シンプルな単旋律をいかに音楽的に自然なレガートを基本に表現するのか?ということを中心に学ぶためには最高の方法です。
まだ若い学生はもちろん、教師をしている生徒さんたちにとっても、その指導方法が変わったということです。1人でも多くの子供を教えている指導者の方々のレッスンの内容、質を変えることが今の日本のピアノ界のレベルを上げることにつながると思います。伝統ある西ヨーロッパやロシアの少数派のピアノ界にはそれなりの高い次元のピアニズムが根付いており、そのようなピアニストやピアノ教師からすれば、日本を含め全世界のピアノ界に伝統あるピアニズムが継承されていないということを実際に継承している人たちは思っているはずで、その現実を覆さねばならないと微力ながら痛感しております。
もちろん後からでもその人次第で身に付くことだとは思いますが、導入からそのような教育を受けて育ったほうが理想的だといえるでしょう。だからこそ、子供たちを育てている教師が勉強し、意識を変えなければならないと思います。その責任は社会的責任を伴っており、教師自身が広くは縦軸にも横軸にもその軸の1点であるということを踏まえたうえで指導、研究するべきです。

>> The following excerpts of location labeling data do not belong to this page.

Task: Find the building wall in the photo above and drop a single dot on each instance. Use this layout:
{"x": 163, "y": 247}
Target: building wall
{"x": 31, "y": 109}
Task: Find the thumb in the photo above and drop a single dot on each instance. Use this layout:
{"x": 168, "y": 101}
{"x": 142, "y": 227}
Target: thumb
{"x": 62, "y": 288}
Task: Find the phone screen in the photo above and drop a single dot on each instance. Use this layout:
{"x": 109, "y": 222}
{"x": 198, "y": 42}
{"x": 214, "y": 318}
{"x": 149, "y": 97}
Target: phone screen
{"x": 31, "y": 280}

それが真の音楽、ピアノをやるということの原点であり、本当の意味でのそれ行う素晴らしさ、楽しさ、苦しさを通して理解できることだと実感しています。
そもそも音楽、ピアノをやるということの意味や目的は、乱立するコンクールを受けて入賞を目指すとか、演奏家になるとか、一見華々しく外からは見えることではありません。もしそれが目的だとすれば、それは非常に短絡的なことであり、大きな勘違いだと私は思います。習う側も教える側も、そこのところを勘違いしてはなりません。何事もそうですが、本当はとても地道な世界、精神世界、自分との戦いや心の葛藤の連続であります。真の芸術とはそういうものです。それに気が付いていないままでいると、いつか必ず真の目的は何だったのかということを見失い行き詰ることでしょう。残念ながら、現実はそのようなパターンに陥ってしまう方が大勢いるような気がします。
とある音楽雑誌を久しぶりに見てそんな気持ちになりました。